Based on the results of the study, in order to optimize the clinical diagnosis of myasthenia gravis, we analyzed the frequency of occurrence of the most significant symptoms of the disease. The results of the study showed that the most frequent and pathogenic The main symptoms of myasthenia gravis are pathological muscle fatigue (92.3%) and a specific form of movement disorders (91.9%), which was found in patients with a generalized form of myasthenia gravis.
As already mentioned, the myasthenic formula of motor disorders is determined by the selectivity of the defeat of individual muscle groups and the severity of their weakness. For example, in our patients with a generalized form of the disease, the following muscle groups were most often affected: muscles of the proximal arms (95.3%), anterior neck muscles (91.1%), extensors of the hand and fingers, abductors and adductors of the fingers (83.5%), flexors and external rotators of the hips (87.6%). The muscles of the distal legs (25.7%), flexors of the hands (23.7%), flexors and extensors of the forearms (28.9%) were involved and posterior neck muscles (37.4%). It should also be noted that in this muscle group, the severity of pathological muscle fatigue was only mild or moderate.

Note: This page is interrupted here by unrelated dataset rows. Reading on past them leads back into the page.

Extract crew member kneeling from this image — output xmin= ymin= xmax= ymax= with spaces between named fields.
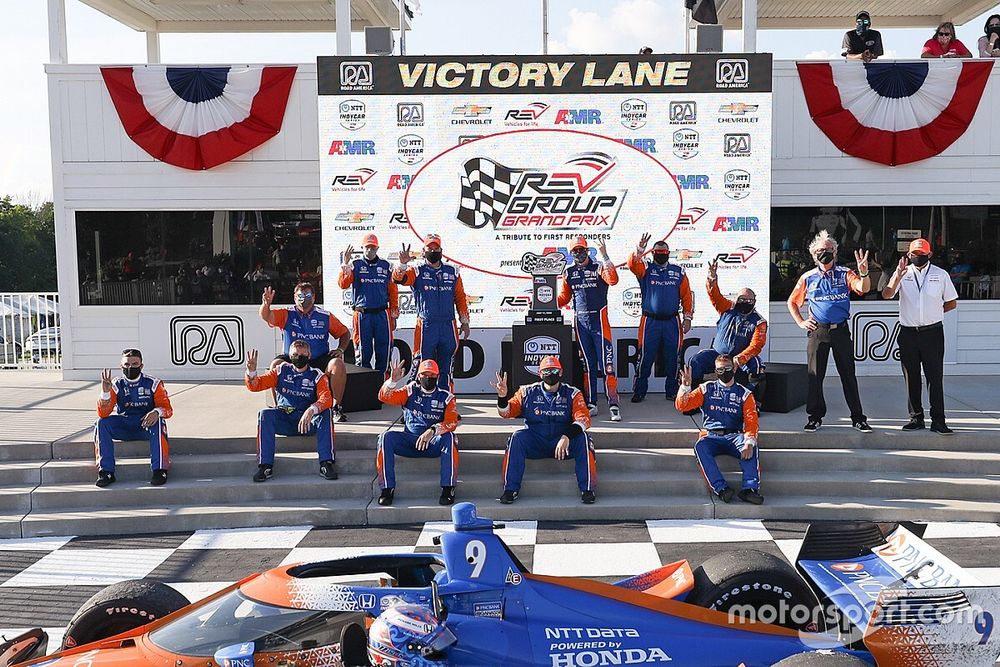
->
xmin=375 ymin=359 xmax=458 ymax=506
xmin=676 ymin=354 xmax=764 ymax=505
xmin=493 ymin=357 xmax=597 ymax=505
xmin=246 ymin=340 xmax=337 ymax=482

The second most common group of clinical signs of myasthenia gravis is a positive proserin test (77.5%), generalization of pathological muscle weakness to muscles not involved in physical activity (76.3%), dissociation between severe oculomotor and bulbar disorders, and the absence of conduction symptoms (71.9%), “flickering” of symptoms - their instability during the day, week (71.1%), decreased strength of the calf flexors (70.7%). Somewhat less common is such a pathognomonic symptom as a combination of ptosis with lagophthalmos on one side (50.1%).

5. Conclusions

The presented features of the clinical manifestations of myasthenia gravis, the frequency and combination of pathognomonic symptoms of the disease, the presence of pathological muscle fatigue and the selectivity of lesions of individual muscle groups (myasthenic formula of movement disorders) made it possible to develop a clinical diagnostic scheme, the use of which makes it possible already at the first (prehospital) examination of the patient to diagnose myasthenia gravis or suspect the disease.